Department of Radiology, NYU Langone Medical Center, New York, New York.
Department of Radiology and Imaging Sciences, Emory University School of Medicine, Atlanta, Georgia.
J Am Coll Radiol. 2018 Apr;15(4):607-614.e1. doi: 10.1016/j.jacr.2017.12.010. Epub 2018 Feb 22.
The aim of this study was to characterize out-of-pocket patient costs for advanced imaging across the US private insurance marketplace.
Using the 2017 CMS Health Insurance Marketplace Benefits and Cost Sharing Public Use File, which details coverage policies for qualified health plans on federally facilitated marketplaces, measures of out-of-pocket costs for advanced imaging and other essential health benefits were analyzed for all 18,429 plans.

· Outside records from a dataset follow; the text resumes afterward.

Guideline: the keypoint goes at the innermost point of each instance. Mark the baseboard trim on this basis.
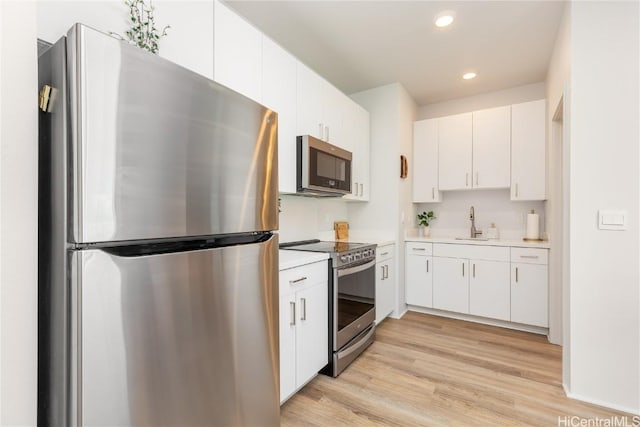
(477, 319)
(576, 396)
(398, 316)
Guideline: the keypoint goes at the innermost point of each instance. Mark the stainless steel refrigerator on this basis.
(158, 271)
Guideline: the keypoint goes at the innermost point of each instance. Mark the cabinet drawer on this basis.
(419, 248)
(385, 252)
(530, 255)
(294, 279)
(487, 253)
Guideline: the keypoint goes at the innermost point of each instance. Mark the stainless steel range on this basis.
(351, 299)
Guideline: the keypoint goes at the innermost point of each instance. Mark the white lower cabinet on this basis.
(495, 282)
(529, 287)
(385, 281)
(451, 284)
(419, 274)
(303, 325)
(489, 292)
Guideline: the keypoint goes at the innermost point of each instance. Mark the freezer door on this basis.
(159, 151)
(181, 339)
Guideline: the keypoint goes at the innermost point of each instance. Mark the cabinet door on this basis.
(489, 289)
(309, 102)
(237, 53)
(529, 294)
(492, 148)
(454, 148)
(279, 94)
(528, 151)
(419, 280)
(356, 129)
(335, 105)
(425, 161)
(451, 284)
(385, 289)
(288, 312)
(312, 334)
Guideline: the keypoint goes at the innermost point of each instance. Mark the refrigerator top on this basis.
(158, 151)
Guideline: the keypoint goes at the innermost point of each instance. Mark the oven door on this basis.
(354, 300)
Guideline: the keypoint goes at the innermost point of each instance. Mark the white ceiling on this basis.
(359, 45)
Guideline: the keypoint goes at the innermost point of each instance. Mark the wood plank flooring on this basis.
(426, 370)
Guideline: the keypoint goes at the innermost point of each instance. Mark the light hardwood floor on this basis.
(426, 370)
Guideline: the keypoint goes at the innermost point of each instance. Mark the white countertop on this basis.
(491, 242)
(291, 259)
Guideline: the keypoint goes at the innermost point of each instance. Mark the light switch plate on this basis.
(612, 220)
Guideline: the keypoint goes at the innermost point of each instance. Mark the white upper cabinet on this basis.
(425, 162)
(335, 105)
(321, 109)
(492, 148)
(355, 133)
(528, 151)
(455, 155)
(237, 51)
(309, 102)
(279, 94)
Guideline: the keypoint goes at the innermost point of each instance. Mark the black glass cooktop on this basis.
(319, 246)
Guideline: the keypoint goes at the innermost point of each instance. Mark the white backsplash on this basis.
(303, 218)
(489, 205)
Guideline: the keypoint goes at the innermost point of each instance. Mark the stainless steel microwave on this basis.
(323, 170)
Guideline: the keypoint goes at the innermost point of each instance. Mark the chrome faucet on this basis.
(472, 216)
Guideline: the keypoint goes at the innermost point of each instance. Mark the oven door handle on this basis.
(356, 269)
(356, 344)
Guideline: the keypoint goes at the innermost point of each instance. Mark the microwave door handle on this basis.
(356, 269)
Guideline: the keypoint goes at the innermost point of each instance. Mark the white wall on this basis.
(491, 206)
(557, 78)
(604, 155)
(189, 41)
(18, 213)
(514, 95)
(304, 218)
(406, 117)
(382, 209)
(392, 112)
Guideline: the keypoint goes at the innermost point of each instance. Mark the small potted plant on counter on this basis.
(424, 219)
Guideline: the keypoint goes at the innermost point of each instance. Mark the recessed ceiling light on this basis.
(444, 18)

Independent of deductibles, 48.0% of plans required coinsurance (percentage fees) for advanced imaging, 9.7% required copayments (flat fees), and 8.0% required both; 34.3% required neither. For out-of-network services, 91.5% required coinsurance, 0.1% copayments, and 1.0% both; only 7.4% required neither. In the presence of deductibles, patient coinsurance burdens for advanced imaging in and out of network were 27.7% and 47.7%, respectively, and average in- and out-of-network copayments were $319 and $630, respectively. In the presence of deductibles, patients' average coinsurance ranged from 10.0% to 40.9% in network and from 29.1% to 75.0% out of network by state; these tended to be higher in lower income states (r = -0.332). For no-deductible policies, patients' average out-of-network coinsurance burden for advanced imaging was 99.9%. Among assessed benefits, advanced imaging had the highest in-network and second highest out-of-network copayments.
In the US private insurance marketplace, patients very commonly pay coinsurance when undergoing advanced imaging, both in and out of network. But out-of-network services usually involve drastically higher patient financial responsibilities (potentially 100% of examination cost). To more effectively engage patients in shared decision making and mitigate the hardships of surprise balance billing, radiologists should facilitate transparent communication of advanced imaging costs with patients.
本研究旨在描述美国私人保险市场中高级影像学的自费患者成本。
使用 2017 年 CMS 医疗保险市场福利和费用分担公共使用文件,该文件详细说明了联邦便利市场上合格健康计划的覆盖政策,分析了所有 18429 个计划中高级影像学和其他基本健康福利的自费措施。
无论免赔额如何,48.0%的计划对高级影像学需要共付保险(百分比费用),9.7%需要共同支付(固定费用),8.0%需要两者;34.3%不需要。对于网络外服务,91.5%需要共付保险,0.1%需要共同支付,1.0%需要两者;只有 7.4%不需要。在存在免赔额的情况下,网络内和网络外高级影像学的患者共付保险负担分别为 27.7%和 47.7%,平均网络内和网络外共同支付分别为 319 美元和 630 美元。在存在免赔额的情况下,患者在网络内的平均共付保险范围从 10.0%到 40.9%,网络外从 29.1%到 75.0%,各州的共付保险范围从 10.0%到 40.9%不等;在低收入州,这些数字往往更高(r=-0.332)。对于无免赔额政策,患者在网络外进行高级影像学检查的平均自费负担为 99.9%。在所评估的福利中,高级影像学的网络内和网络外共同支付最高。
在美国私人保险市场中,患者在进行高级影像学检查时通常需要支付共付保险,无论是在网络内还是网络外。但网络外服务通常涉及患者更高的经济责任(可能为检查费用的 100%)。为了更有效地让患者参与共同决策,并减轻意外平衡计费的困难,放射科医生应促进与患者进行高级影像学成本的透明沟通。